Profession R'siste ?

Publié le par comet

(Publié sur Marianne) Martin Hirsch a inauguré le RSA en grande pompe, c'est-à-dire dans les médias. Lecteurs et électeurs ont été abreuvés de chiffres. Au fait, si on comparait la dépense d'état pour le bouclier fiscal et celle pour le RSA ?

Dessin de Louison (www.louison-et-les-crayons.blogspot.com)

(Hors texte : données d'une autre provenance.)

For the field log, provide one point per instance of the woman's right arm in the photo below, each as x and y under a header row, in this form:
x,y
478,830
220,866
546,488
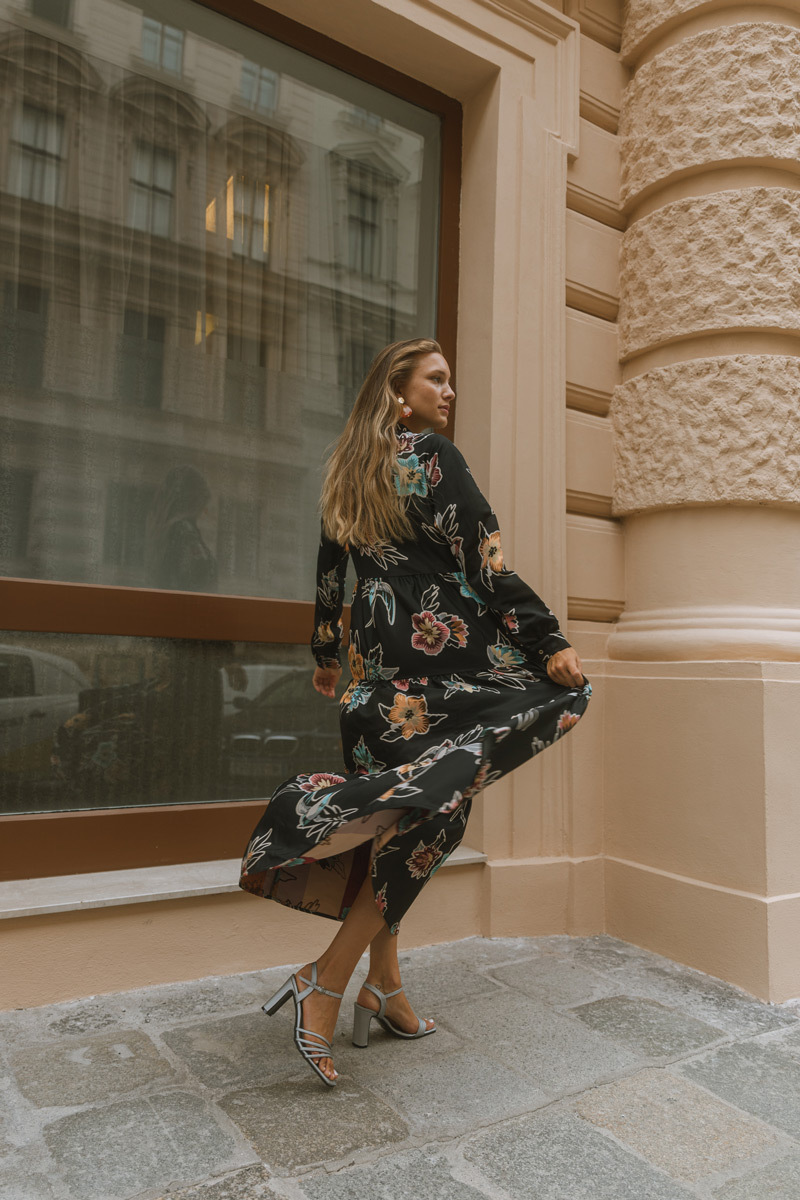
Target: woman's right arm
x,y
331,568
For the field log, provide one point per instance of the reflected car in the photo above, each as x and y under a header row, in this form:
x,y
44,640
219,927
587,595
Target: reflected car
x,y
38,691
288,729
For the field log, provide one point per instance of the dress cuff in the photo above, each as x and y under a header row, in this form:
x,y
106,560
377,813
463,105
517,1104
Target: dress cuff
x,y
549,646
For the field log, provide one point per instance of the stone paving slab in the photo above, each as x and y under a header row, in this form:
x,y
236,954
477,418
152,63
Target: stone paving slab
x,y
455,1093
557,1156
677,1126
300,1123
539,1083
238,1051
779,1181
554,981
698,995
36,1187
755,1078
553,1050
409,1174
645,1026
251,1183
120,1150
89,1069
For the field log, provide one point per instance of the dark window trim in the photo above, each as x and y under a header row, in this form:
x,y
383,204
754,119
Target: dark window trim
x,y
116,839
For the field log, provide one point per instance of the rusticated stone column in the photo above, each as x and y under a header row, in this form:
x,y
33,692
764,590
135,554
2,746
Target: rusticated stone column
x,y
707,421
703,699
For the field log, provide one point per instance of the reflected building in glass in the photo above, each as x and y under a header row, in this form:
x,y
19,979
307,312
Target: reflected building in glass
x,y
202,252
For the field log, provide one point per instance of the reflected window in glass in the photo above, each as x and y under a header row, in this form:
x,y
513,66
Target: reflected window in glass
x,y
36,161
55,11
162,45
259,87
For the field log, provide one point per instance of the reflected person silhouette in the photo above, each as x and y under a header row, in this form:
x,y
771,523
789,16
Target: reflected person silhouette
x,y
178,558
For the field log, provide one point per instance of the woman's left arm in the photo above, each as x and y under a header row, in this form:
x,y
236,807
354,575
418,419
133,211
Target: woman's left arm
x,y
467,520
326,639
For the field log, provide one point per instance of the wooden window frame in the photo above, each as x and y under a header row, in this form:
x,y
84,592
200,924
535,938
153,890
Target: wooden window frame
x,y
47,844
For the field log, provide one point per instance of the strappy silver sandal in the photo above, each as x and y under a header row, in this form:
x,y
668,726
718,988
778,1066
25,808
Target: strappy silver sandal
x,y
310,1044
362,1017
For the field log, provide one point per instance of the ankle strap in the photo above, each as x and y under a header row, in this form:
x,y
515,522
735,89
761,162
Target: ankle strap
x,y
383,996
317,987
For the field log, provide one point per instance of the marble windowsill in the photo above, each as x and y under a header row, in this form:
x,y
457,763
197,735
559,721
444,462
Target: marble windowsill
x,y
103,889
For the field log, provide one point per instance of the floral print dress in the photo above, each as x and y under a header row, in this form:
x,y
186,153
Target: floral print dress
x,y
449,693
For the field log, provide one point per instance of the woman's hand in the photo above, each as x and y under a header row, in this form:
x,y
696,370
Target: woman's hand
x,y
325,681
565,669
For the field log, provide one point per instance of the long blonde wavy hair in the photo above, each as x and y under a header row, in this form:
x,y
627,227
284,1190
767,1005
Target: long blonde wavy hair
x,y
359,503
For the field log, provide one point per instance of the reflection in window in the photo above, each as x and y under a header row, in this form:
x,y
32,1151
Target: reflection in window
x,y
36,155
16,492
162,45
152,189
259,87
193,305
23,335
142,358
364,228
56,11
238,538
245,400
126,521
16,675
242,210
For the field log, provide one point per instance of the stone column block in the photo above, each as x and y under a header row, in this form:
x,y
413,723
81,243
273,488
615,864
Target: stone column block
x,y
720,96
709,431
709,263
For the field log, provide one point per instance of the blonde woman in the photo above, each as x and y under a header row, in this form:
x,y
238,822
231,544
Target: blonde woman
x,y
458,675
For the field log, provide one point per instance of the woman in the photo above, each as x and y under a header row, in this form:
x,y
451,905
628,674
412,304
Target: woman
x,y
459,673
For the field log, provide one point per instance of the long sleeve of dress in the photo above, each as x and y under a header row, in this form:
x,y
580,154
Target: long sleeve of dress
x,y
331,569
467,521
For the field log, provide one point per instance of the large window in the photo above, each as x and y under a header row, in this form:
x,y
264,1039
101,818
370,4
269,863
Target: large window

Les chiffres disent tout et n’importe quoi. Ce doit être la raison pour laquelle, Gilles Carrez, député UMP et rapporteur du budget, a décidé de mettre en exergue dans son rapport annuel des « distorsions » non chiffrées dans l’application du bouclier fiscal. Entendez par là que des ajustements s’imposent dans l’exercice qui vient pour que le bouclier fiscal devienne une mesure réellement juste…

Rappelons tout d’abord que le bouclier fiscal est une mesure qui est censée plafonner les impôts à 50% des revenus. Deux ans plus tard, on apprend officiellement qu’il les plafonne au-delà des 50%. Explications.

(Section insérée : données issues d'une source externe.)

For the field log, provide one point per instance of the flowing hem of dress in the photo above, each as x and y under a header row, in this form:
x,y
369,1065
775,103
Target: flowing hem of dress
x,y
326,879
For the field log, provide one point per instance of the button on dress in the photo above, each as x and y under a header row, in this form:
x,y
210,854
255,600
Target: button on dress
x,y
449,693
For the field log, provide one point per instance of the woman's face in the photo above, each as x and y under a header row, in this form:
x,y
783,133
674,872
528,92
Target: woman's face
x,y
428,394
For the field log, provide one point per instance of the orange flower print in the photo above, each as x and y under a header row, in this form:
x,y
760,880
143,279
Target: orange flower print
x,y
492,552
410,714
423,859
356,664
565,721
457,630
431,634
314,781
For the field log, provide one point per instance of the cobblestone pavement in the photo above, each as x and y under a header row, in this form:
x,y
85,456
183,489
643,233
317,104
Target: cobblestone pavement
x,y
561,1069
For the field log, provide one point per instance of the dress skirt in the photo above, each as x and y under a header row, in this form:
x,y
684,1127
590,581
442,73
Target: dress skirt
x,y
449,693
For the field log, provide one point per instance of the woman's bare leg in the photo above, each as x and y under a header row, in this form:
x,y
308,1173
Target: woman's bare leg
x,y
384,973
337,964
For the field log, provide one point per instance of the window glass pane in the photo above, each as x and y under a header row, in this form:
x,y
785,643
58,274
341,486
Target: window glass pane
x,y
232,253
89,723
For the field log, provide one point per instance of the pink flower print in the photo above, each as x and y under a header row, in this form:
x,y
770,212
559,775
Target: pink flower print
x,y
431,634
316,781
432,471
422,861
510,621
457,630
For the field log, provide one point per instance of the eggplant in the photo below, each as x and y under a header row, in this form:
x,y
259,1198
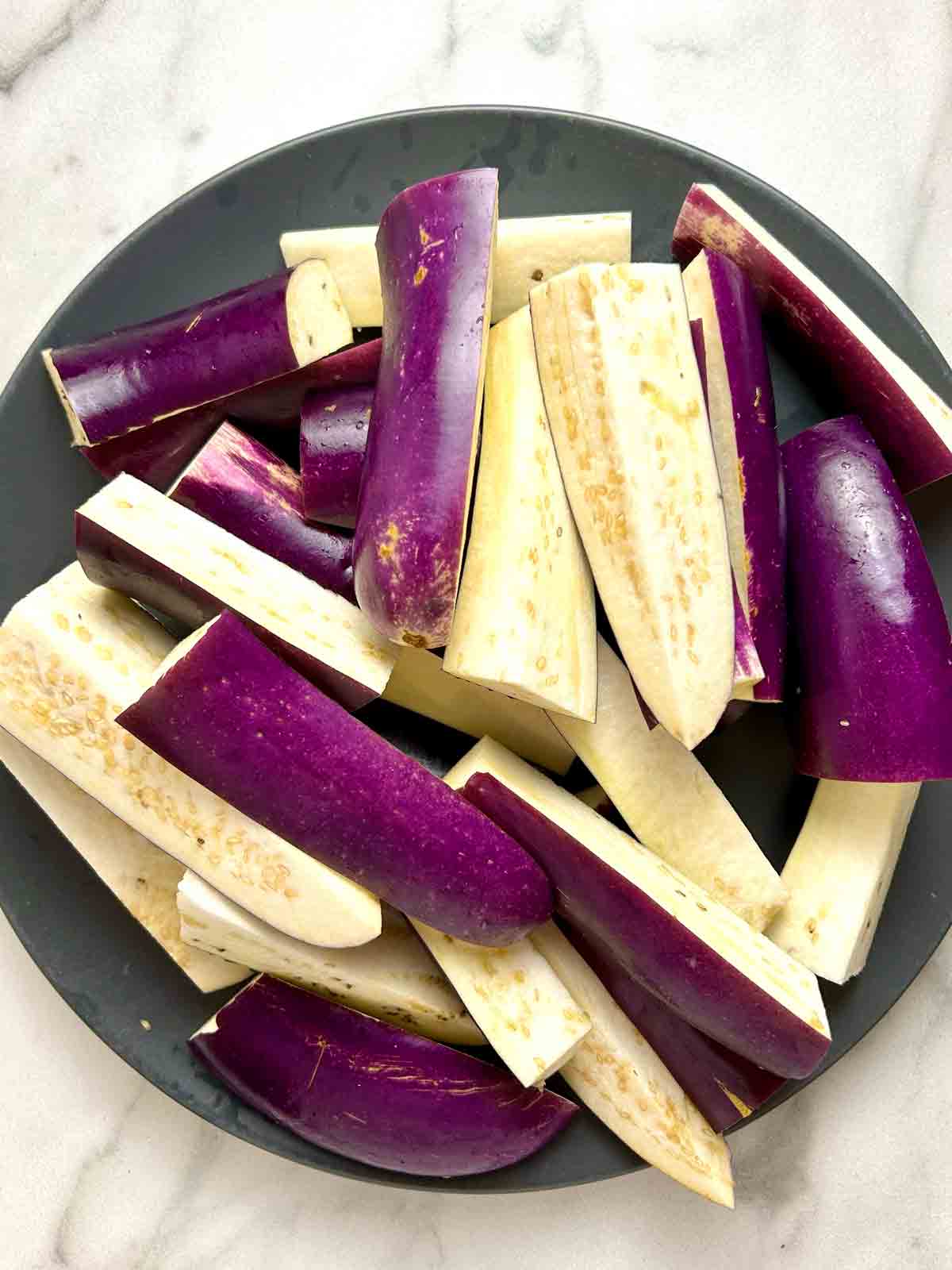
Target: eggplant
x,y
743,991
524,620
71,657
240,486
670,802
162,554
333,444
528,251
724,1086
156,370
875,658
517,999
140,876
748,668
626,410
158,452
739,395
420,683
435,247
620,1077
370,1091
905,417
839,874
393,977
234,717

Au rang des « distorsions » - une sémantique judicieusement choisie pour ne pas employer le terme de «cadeaux» - la comptabilisation, par exemple, de la CSG et des assurance-vie. Pour faire simple, elles apparaissent dans les impôts payés mais pas dans les revenus déclarés. Autre «distorsion» notable, « les revenus déclarés sont également minorés des frais et charges déductibles » explique les Echos. Et le quotidien économique de poursuivre : « Pour les dividendes d’actionnaires, par exemple, les revenus ne sont déclarés qu’à hauteur de 60% de ceux effectivement perçus, du fait des multiples abattements proposés ». Un bouclier fiscal qui plafonne donc en trompe l’œil les revenus à 50%, parce que la réalité de la mesure laisse penser que l’imposition des plus riches est dans les faits bien moindre…

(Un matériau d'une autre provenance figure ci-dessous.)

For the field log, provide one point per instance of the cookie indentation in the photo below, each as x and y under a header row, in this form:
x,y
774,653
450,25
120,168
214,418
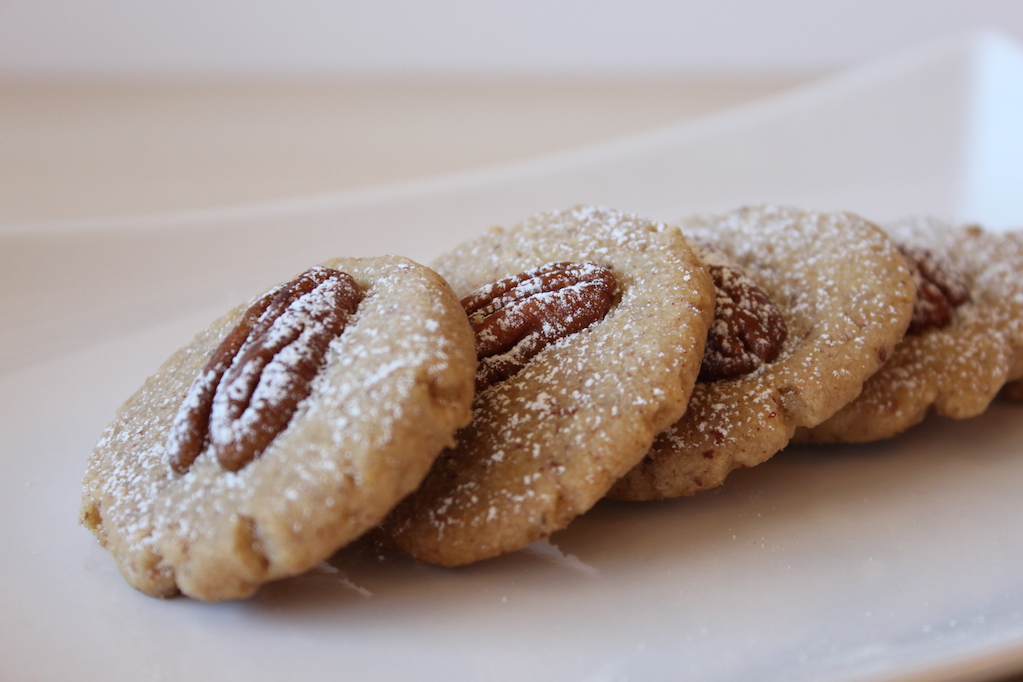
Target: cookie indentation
x,y
255,379
748,329
940,288
519,316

Revenons-en donc aux chiffres, pour clore cette information qui n’est assurément pas pour déplaire à tous ceux qui, non sans impatience, guettent leur boite aux lettres, en attente du feuillet vert entérinant la déclaration finale de revenus de l’année 2008. En ce jour du lancement de ce que le gouvernement présente comme sa mesure sociale par l’intermédiaire de son Couteau suisse, juridiquement connu sous le nom de Martin Hirsch, mettons en perspective la dépense liée au RSA, dont on ne cessera de répéter sa dangerosité  avec la dépense liée au bouclier fiscal.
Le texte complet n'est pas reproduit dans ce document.